Two of the authors describe what they did and what they found;

 

Stephen J Chapman, Leeds Institute of Biomedical and Clinical Sciences, University of Leeds, Leeds, UK

 

 

 

Aneel Bhangu, Dept of ColorectalSurgery, University of Birmingham, Birmingham, UK

 

Innovation in surgery is important to ensure the treatment of surgical disease continues to advance. The role of industry is paramount in driving this forward, but must be matched by robust clinical evidence and dedicated regulation.

Whilst regulatory bodies in the U.K. work to ensure safe introduction of surgical devices, many are supported by minimal or no evidence of safety or effectiveness. We are acutely aware of this problem; new surgical devices are introduced every day yet these may be unfamiliar or unproven. Whilst regulatory bodies are often satisfied with evidence of “equivalence”, the true clinical impacts of these are unclear.

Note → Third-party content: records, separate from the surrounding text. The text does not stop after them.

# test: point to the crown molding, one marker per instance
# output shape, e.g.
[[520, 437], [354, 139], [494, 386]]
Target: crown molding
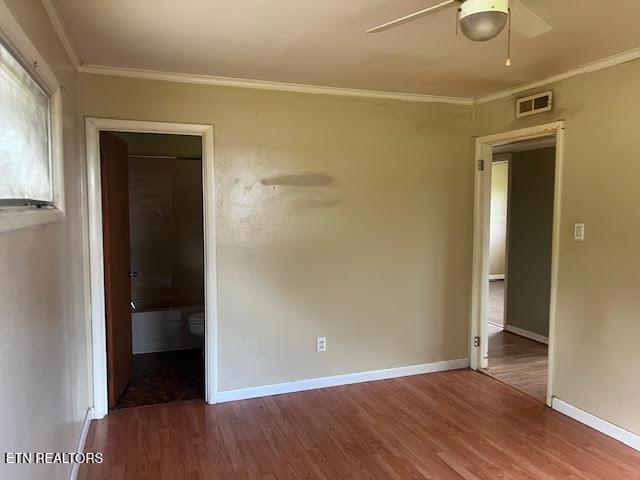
[[268, 85], [601, 64], [58, 26]]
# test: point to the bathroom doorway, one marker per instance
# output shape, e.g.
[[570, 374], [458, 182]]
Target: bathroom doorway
[[154, 268]]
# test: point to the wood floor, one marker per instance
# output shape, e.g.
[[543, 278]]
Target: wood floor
[[519, 362], [450, 425]]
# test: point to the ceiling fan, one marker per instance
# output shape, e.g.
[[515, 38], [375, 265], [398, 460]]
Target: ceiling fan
[[482, 20]]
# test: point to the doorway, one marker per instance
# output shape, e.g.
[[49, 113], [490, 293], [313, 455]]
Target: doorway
[[521, 228], [515, 257], [154, 267], [153, 312]]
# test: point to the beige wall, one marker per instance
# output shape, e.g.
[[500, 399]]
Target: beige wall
[[597, 311], [338, 217], [498, 227], [44, 374], [530, 240]]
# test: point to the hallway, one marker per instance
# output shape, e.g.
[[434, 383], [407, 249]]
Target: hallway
[[517, 361]]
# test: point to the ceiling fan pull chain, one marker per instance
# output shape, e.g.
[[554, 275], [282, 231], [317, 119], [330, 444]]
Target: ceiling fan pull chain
[[508, 62]]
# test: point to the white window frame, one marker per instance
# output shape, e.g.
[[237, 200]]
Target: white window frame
[[17, 217]]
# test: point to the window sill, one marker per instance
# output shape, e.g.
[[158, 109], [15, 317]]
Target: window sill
[[17, 218]]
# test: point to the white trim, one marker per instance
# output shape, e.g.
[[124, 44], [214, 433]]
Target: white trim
[[481, 222], [625, 436], [334, 381], [81, 442], [93, 126], [527, 334], [601, 64], [14, 218], [58, 25], [267, 85]]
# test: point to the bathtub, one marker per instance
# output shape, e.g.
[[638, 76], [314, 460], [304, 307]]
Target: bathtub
[[164, 330]]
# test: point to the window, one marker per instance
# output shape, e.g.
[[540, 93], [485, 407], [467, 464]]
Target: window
[[31, 168], [25, 138]]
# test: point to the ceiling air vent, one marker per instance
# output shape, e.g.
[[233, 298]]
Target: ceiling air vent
[[538, 103]]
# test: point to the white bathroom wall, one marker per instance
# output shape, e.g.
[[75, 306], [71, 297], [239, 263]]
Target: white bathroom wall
[[164, 330]]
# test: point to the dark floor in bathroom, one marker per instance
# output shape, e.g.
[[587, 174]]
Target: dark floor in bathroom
[[164, 377]]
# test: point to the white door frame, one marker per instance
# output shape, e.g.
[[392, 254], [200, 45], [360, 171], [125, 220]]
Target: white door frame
[[93, 127], [481, 224]]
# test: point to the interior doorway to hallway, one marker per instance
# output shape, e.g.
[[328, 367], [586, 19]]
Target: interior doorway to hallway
[[515, 257], [521, 231]]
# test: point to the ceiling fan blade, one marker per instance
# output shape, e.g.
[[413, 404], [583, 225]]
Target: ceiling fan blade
[[525, 22], [411, 17]]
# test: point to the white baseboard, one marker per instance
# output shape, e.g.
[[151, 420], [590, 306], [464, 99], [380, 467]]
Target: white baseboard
[[609, 429], [334, 381], [81, 442], [527, 334]]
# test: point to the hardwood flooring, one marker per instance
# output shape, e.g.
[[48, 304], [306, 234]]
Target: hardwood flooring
[[450, 425], [518, 362]]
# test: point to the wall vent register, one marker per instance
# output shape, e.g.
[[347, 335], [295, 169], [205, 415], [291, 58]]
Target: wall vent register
[[537, 103]]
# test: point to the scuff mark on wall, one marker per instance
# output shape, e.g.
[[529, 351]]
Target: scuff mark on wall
[[299, 180]]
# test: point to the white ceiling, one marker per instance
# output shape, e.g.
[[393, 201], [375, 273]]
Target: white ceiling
[[322, 42]]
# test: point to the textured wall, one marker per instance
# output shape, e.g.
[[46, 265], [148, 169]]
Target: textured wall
[[598, 303], [498, 232], [44, 363], [338, 217]]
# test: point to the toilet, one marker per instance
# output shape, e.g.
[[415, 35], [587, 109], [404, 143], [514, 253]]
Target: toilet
[[196, 324]]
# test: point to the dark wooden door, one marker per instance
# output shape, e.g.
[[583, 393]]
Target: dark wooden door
[[117, 284]]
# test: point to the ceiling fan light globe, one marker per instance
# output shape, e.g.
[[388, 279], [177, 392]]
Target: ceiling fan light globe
[[483, 26]]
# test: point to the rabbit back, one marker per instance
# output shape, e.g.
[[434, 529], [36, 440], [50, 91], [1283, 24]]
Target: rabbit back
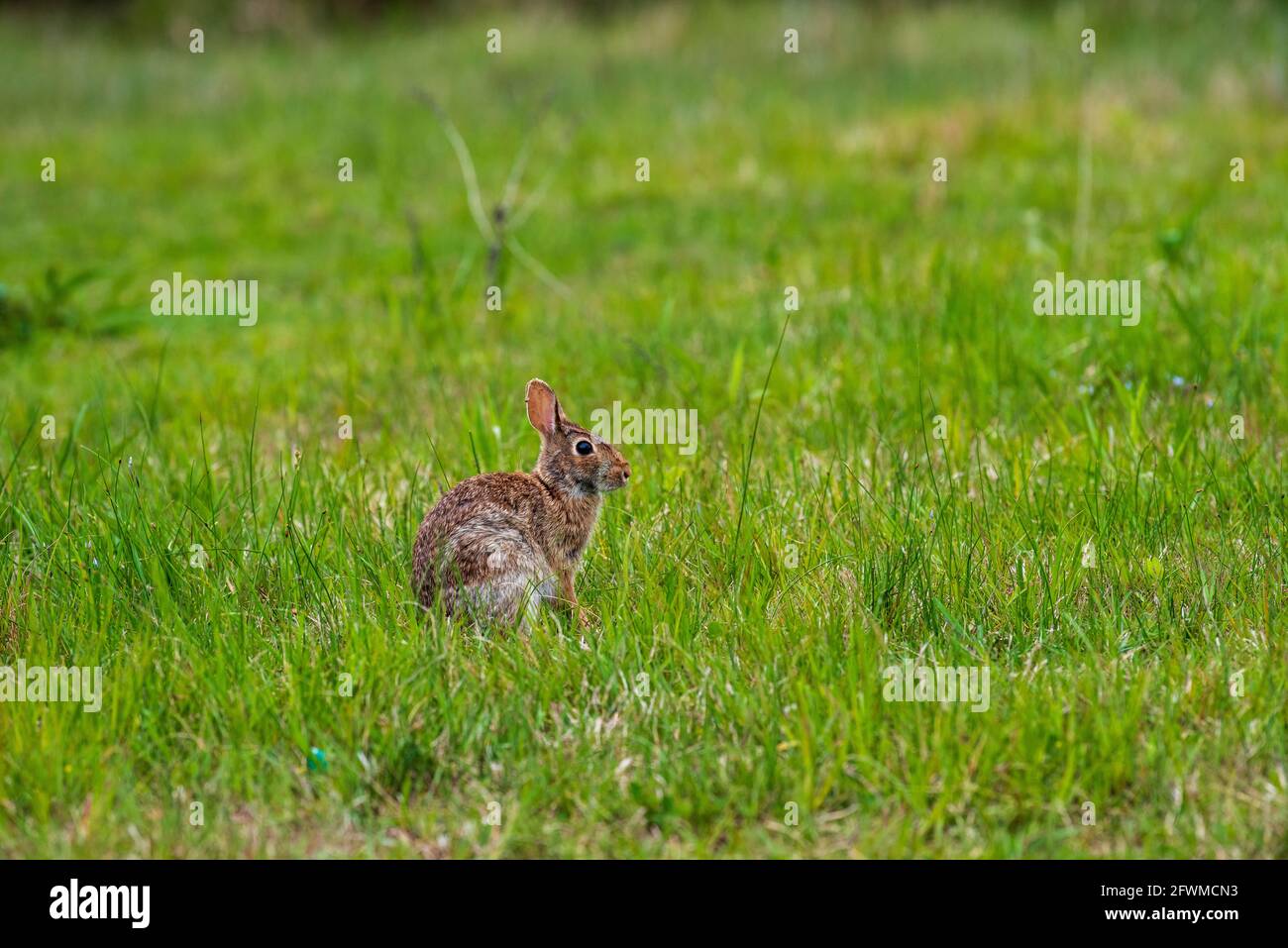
[[477, 548]]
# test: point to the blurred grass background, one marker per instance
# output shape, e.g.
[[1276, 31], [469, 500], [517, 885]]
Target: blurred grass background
[[768, 170]]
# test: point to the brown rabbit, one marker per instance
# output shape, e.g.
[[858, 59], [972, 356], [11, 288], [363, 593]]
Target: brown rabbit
[[496, 544]]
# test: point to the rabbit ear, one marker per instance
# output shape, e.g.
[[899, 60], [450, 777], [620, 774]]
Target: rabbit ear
[[544, 411]]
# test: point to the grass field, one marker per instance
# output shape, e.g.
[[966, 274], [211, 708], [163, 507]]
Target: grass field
[[747, 595]]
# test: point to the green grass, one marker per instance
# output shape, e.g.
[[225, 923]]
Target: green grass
[[863, 539]]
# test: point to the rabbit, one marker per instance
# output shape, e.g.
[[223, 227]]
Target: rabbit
[[497, 545]]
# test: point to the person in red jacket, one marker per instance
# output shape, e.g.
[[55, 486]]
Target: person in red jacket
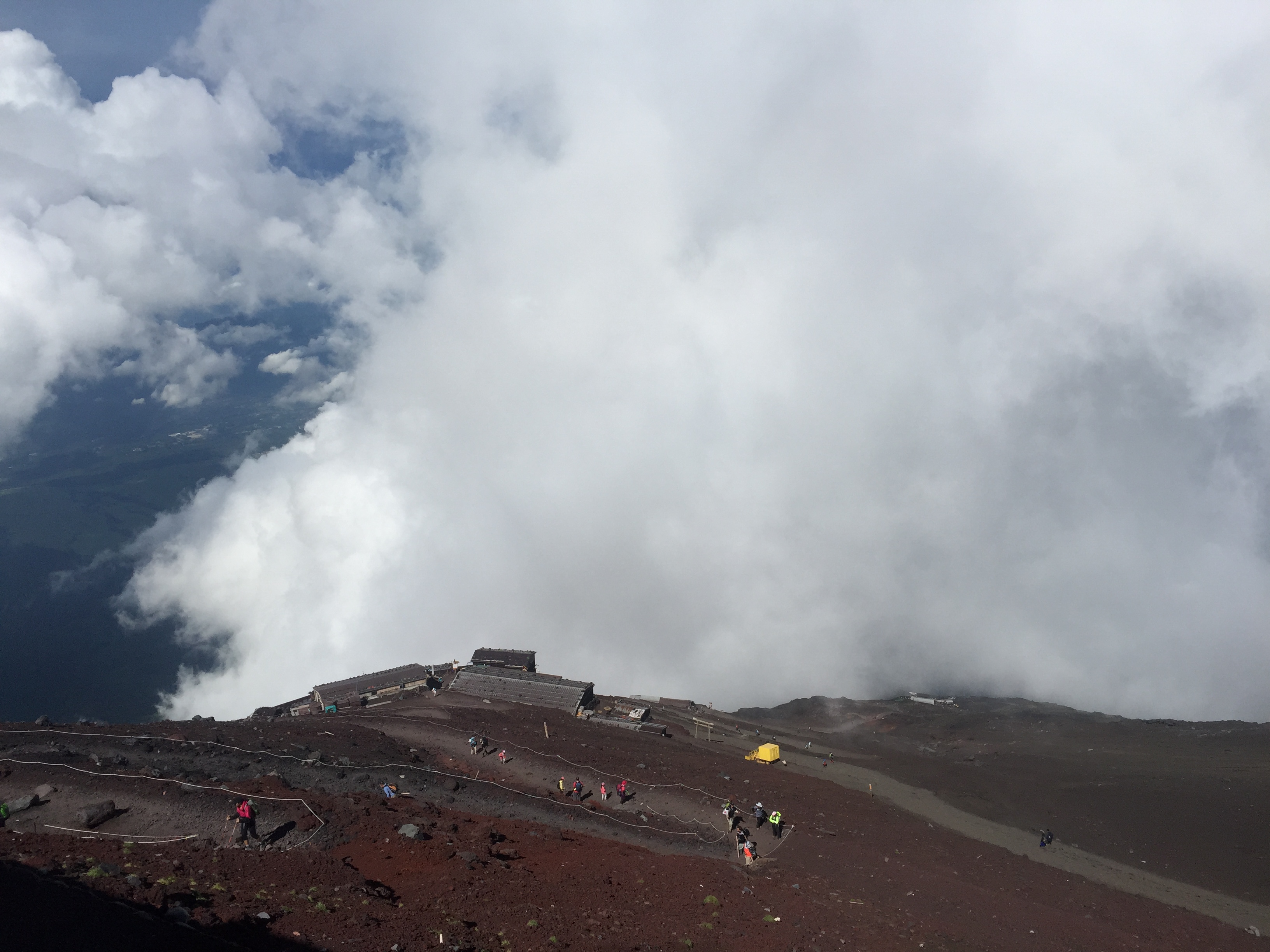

Our study, published in the British Journal of Surgery, demonstrated the extent of this problem (1). We systematically compiled a list of implantable devices used in gastrointestinal surgery and set out to find evidence to support their use. Alarmingly, only 1 in 10 of these devices was supported by evidence from high quality randomised controlled trials (RCT).

Whilst RCTs are perceived to slow the rate of innovation, dedicated networks of surgeons have proven their ability to evaluate surgical interventions quickly and effectively (2). Additionally, whilst RCTs are not always the most appropriate design to test novel interventions, they provide high quality evidence when undertaken by dedicated clinical and academic networks.

In line with proposals from the IDEAL Collaboration, we encourage a standardised, step-wise approach to the assessment of novel surgical technology. This should begin with first in man studies, progress through stages of randomised assessment, and culminate in long term surveillance in dedicated devices registries.

References:

  1. Chapman SJ. Shelton B. Maruthappu M. Singh P. McCulloch P. Bhangu A. Cross-sectional observational study of the availability of evidence supporting novel implantable devices used in gastrointestinal surgery. Br J Surg 2017 [Epub ahead of print]. doi: 10.1002/bjs.10485
  2. Bhangu A. Kolias AG. Pinkney T. Hall NJ. Fitzgerald JE. Surgical research collaboratives in the UK. Lancet 2013;382:1091-2.